Nitkowski, for his part, wants us to know that actually, Papelbon was in the right to attack the likely National League MVP—the one player on the Nationals who has lived up to the club’s astronomical expectations in this disappointment of a season—because “players” say so. Here’s a selection of what “players” “told” C.J. Nitkowski:
- Pap did what should have been done three years ago. Veteran players should be doing this across the league.
- Bryce is a great player. He’s a true superstar. But he’s not above playing the game the right way. I’m glad someone finally told him that.
- Kid has been allowed to loaf for the past two years. Williams got crucified for benching him last year; media and fans took Bryce’s side so he kept doing it and wasn’t getting punished. Veteran finally said something; kid ran his mouth at the wrong guy and got beat up.
- I agree with Pap calling Harper out — hustling and continuous work ethic creates champions. He got the response most players would have probably given from the exchange. Should have been handled in the clubhouse.

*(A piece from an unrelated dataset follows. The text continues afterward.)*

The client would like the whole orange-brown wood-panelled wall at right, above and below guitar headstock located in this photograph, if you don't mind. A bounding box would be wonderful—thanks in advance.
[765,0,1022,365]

Got that, laypersons? “These quotes are the most objective and knowledgeable viewpoint you’ll get on this matter,” C.J. Nitkowski says, about these un-quoted non-quotes from nameless “players” who all sound exactly like C.J. Nitkowski. Players do not like: Bryce Harper; loafing; youths; quotation marks. Players do like: Jonathan Papelbon; veterans; being C.J. Nitkowski; starting fights over perceived effort.

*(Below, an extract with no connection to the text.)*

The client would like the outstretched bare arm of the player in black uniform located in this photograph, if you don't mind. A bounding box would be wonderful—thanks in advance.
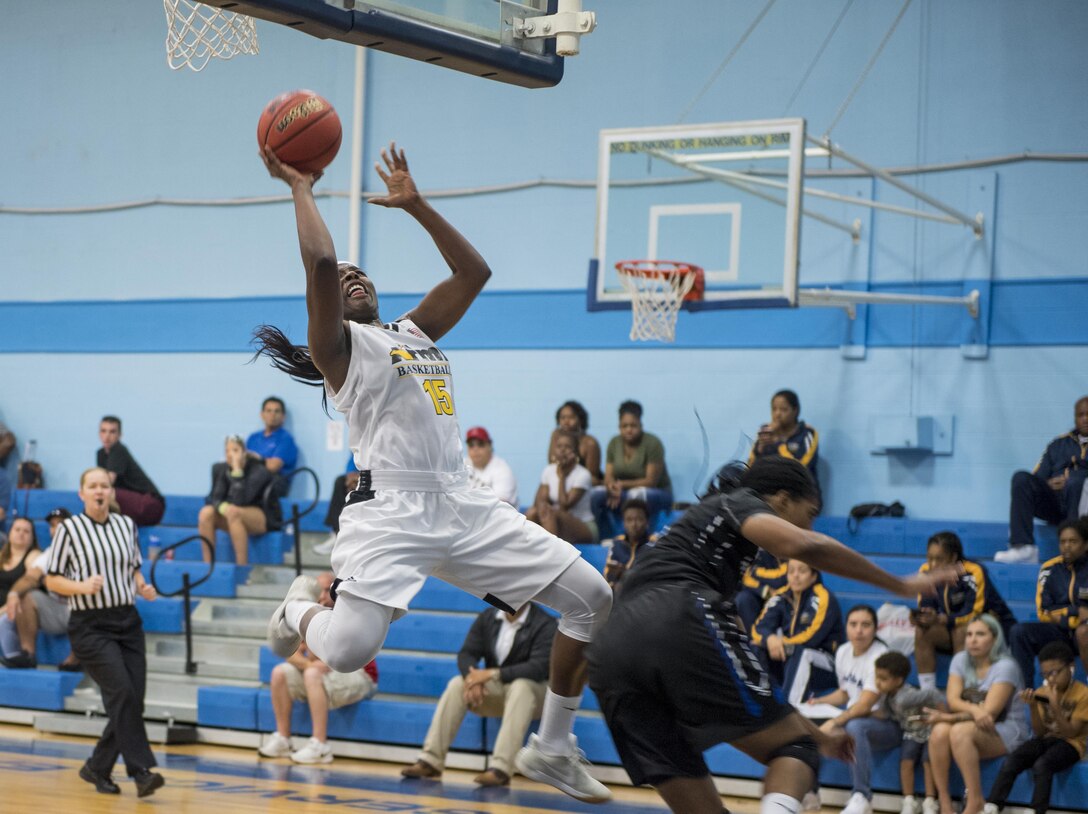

My personal favorite of the bullet points C.J. Nitkowski attributes to nameless baseball players is the one about how “hustling and continuous work ethic creates champions,” which is intended to grant Papelbon, winner of a World Series ring with the Red Sox in 2007, implicit authority to judge—with extreme prejudice!—the hustle and work ethic of Harper, who has not won any championships. Leaving aside the fact that Harper, leader of the NL in damn near everything worth counting, clearly has not been hindered in any way by his hustle or work ethic in the two months Papelbon has been his teammate ... Papelbon won his ring as a bumper sticker on a Red Sox team whose best player, David Ortiz, was and remains one of the most relaxed baserunners who ever lived. And he’s a designated hitter! Literally the only opportunity David Ortiz has to exert himself for more than a microsecond on a baseball field is when he runs the bases, which he does with the enthusiasm of a teenager ordered to kiss Great Aunt Phyllis. Papelbon himself is a champion not created by hustling and continuous work ethic.

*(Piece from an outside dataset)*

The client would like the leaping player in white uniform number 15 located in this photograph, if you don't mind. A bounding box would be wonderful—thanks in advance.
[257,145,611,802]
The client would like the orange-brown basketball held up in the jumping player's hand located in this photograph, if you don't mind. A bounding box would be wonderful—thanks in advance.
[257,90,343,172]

“These are from current and former players who don’t have a bias and come from perspectives closer to the current game than anything else you’ve read,” says Nitkowski. Meaning ... what? These guys know what works? I suppose we’ll see. Who thinks this was the last time Bryce Harper will ever fail to sprint out a dead-on-arrival pop fly? C.J. Nitkowski’s confidantes are silent on that point. Maybe they preferred not to be un-quoted on the matter.
Jesus, man, the strain of these takes. Their mean and meager scaffolding. Just reading them is nerve-wracking, like watching a drunk try to tightrope-walk the second-deck railing at a baseball game. It’s a terrible idea, but damn if you don’t find yourself hoping he makes it down okay. And you can imagine how Neyer and Nitkowski—tasked with carrying Fox’s contrarian banner along that narrow, precarious length—might have found something to defend in an angry old fart who couldn’t stand the sight of an easy, unencumbered stroll.